Sometimes it all gets too much. Sometimes you just need to get away. And since, for the second year running, we've just had to cancel a holiday/vacation I was really, really looking forward to (family health issues – you don't want to know; I wish I didn't have to), take a guess where I go when I need to escape.
Anyone who knows me at all will have no difficulty with that little conundrum. I head straight for my bookshelves. Specifically, the ones in the corner behind the table, designated the To Be Read shelves. Every single one of the books on those shelves is guaranteed to take me somewhere else: somewhere, and maybe somewhen, other than the here and now.
And I think the ones I like best are the ones which transport me to a place I've never been, maybe never will go, into a way of life so different from anything close and familiar that it almost feels as if I'd taken a holiday/vacation there. Usually with murder included, but hey, what's life without a little excitement? So, as part of my 2017 resolution to introduce new people to books I've read, here's a small selection of the places and alternative lives I've escaped into recently.
A group of islands called Shetland lies off the northern tip of the UK; you'd think it was a calm, easy-going rural community, the kind of place you can leave your front door unlocked and the keys in the ignition of your car without fear of loss or damage. But if you take note of the way Ann Cleeves and Marsali Taylor describe it, you tread carefully and trust no one.
I'm not sure which of them started it, but they both have unputdownable series in progress. Ann Cleeves's DI Jimmy Perez is the islands' senior cop, and in each of the seven books in the series he seems to trip over at least one body, sometimes more. In the latest, Cold Earth, nature delivers the victim right at his feet, when the wettest winter in memory culminates in a landslip. Marsali Taylor's yachtswoman Cass Lynch isn't a cop at all, but bodies seem to turn up in her life remarkably often: in Ghosts of the Vikings at a country house about to be the venue of an opera recital.
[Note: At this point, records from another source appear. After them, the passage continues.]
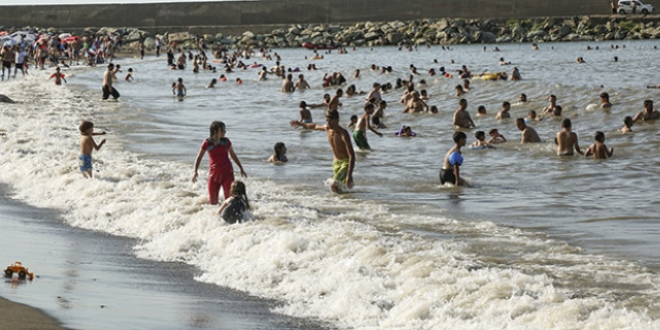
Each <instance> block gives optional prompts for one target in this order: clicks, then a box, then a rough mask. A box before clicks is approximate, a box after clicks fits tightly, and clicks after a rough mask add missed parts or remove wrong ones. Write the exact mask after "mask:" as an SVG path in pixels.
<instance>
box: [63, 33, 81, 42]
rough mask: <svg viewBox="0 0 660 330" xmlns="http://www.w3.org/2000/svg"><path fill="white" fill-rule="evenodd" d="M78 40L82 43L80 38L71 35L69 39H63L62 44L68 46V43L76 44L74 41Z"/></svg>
mask: <svg viewBox="0 0 660 330" xmlns="http://www.w3.org/2000/svg"><path fill="white" fill-rule="evenodd" d="M76 40H78V41H80V37H79V36H72V35H70V36H68V37H66V38H63V39H62V43H67V44H68V43H71V42H74V41H76Z"/></svg>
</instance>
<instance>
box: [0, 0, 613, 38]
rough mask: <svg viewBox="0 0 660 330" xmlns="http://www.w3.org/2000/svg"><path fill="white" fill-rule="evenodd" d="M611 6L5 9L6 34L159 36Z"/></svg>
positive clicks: (601, 11)
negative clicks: (218, 26)
mask: <svg viewBox="0 0 660 330" xmlns="http://www.w3.org/2000/svg"><path fill="white" fill-rule="evenodd" d="M609 12H610V8H609V2H608V1H607V0H580V1H576V0H553V1H539V0H460V1H456V0H453V1H449V0H416V1H401V0H362V1H354V0H327V1H318V0H266V1H235V2H234V1H232V2H185V3H184V2H181V3H155V4H154V3H150V4H107V5H105V4H104V5H46V6H1V7H0V25H1V26H4V27H5V28H10V27H16V28H20V27H25V26H40V27H54V28H57V29H70V30H78V29H82V28H85V27H102V26H107V27H138V28H142V29H145V30H150V31H152V32H155V33H160V32H164V31H166V30H168V29H169V30H170V31H174V30H179V31H182V30H191V31H192V30H196V29H197V30H199V29H200V28H204V27H211V26H213V27H218V26H242V27H244V28H245V27H246V26H253V27H257V28H252V30H253V31H255V30H257V32H258V26H264V27H266V26H268V28H270V29H272V27H273V26H277V25H287V24H307V23H338V24H340V23H353V22H363V21H390V20H412V19H420V18H441V17H448V18H450V17H461V18H527V17H540V16H546V17H547V16H573V15H607V14H609Z"/></svg>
Both these authors bring Shetland to vivid life: its bleak beauty, characterful cottages, open spaces and wild sea, even the oil terminal and busy airport, form a background that makes the reader, this one anyway, feel she's there, with the wind in her hair and an occasional glorious sunrise.
Anything by Tony Hillerman is probably a bit of a cheat when it comes to transporting me to new places, because I've visited New Mexico, stayed in the real-life Window Rock, driven past the Shiprock, marvelled at the red rock formations and revelled in the little bits of Diné and Hopi life I've been allowed to find. But I love his books because they take me back there, and let me into a world I've always found to be touched with magic. My most recent taste of it was The Shape Shifter; Hillerman takes an image from Diné mythology and gives it a down-to-earth spin, and I loved every sentence.
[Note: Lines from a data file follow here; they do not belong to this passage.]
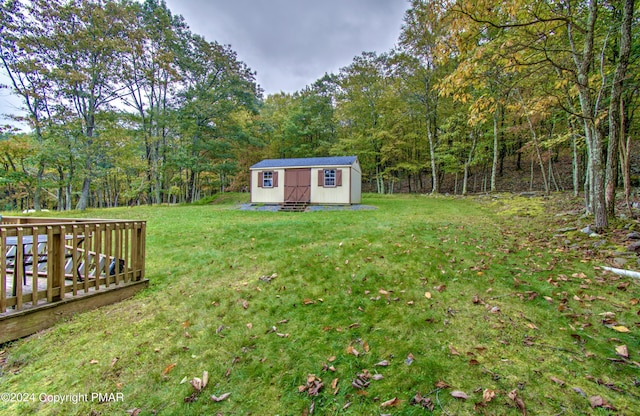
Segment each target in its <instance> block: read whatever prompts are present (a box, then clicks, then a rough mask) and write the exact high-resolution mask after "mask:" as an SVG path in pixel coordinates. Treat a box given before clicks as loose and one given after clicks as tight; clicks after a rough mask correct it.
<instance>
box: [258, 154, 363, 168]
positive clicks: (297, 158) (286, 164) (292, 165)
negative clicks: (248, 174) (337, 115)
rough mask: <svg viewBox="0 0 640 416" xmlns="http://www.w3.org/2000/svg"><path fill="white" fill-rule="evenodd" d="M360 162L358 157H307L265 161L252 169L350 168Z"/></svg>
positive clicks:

Michael Farris Smith's Desperation Road took me to Mississippi, a part of the USA I haven't visited. The book gripped me, and I cared what became of his characters, but if I'm honest he didn't make me want to jump on the next plane. His small-town Mississippi was a dismal place, peopled with unhappy folk and others I wouldn't want to meet. But I suppose even that serves a purpose: it shows me that sometimes what's close to home is preferable to what an author has to show me.
Likewise A Life to Kill, the latest case for Matthew Hall's maverick coroner Jenny Cooper. Jenny was investigating a death in the military, and that's a world I've never had the smallest desire to explore. But the book also took me for the first time into the world of a coroner – and I had no idea how fascinating it could be. I thought the job was paperwork at a desk; in fact it's part detective, part investigative journalist, with a slice of grief counsellor and storyteller thrown in for good measure. Great stuff, and I'm looking forward to more, though maybe in a different environment.
That's a few of the places I've escaped to recently. And now, if you'll excuse me, I'm going exploring again. It never ceases to amaze me where you can go just by opening a book.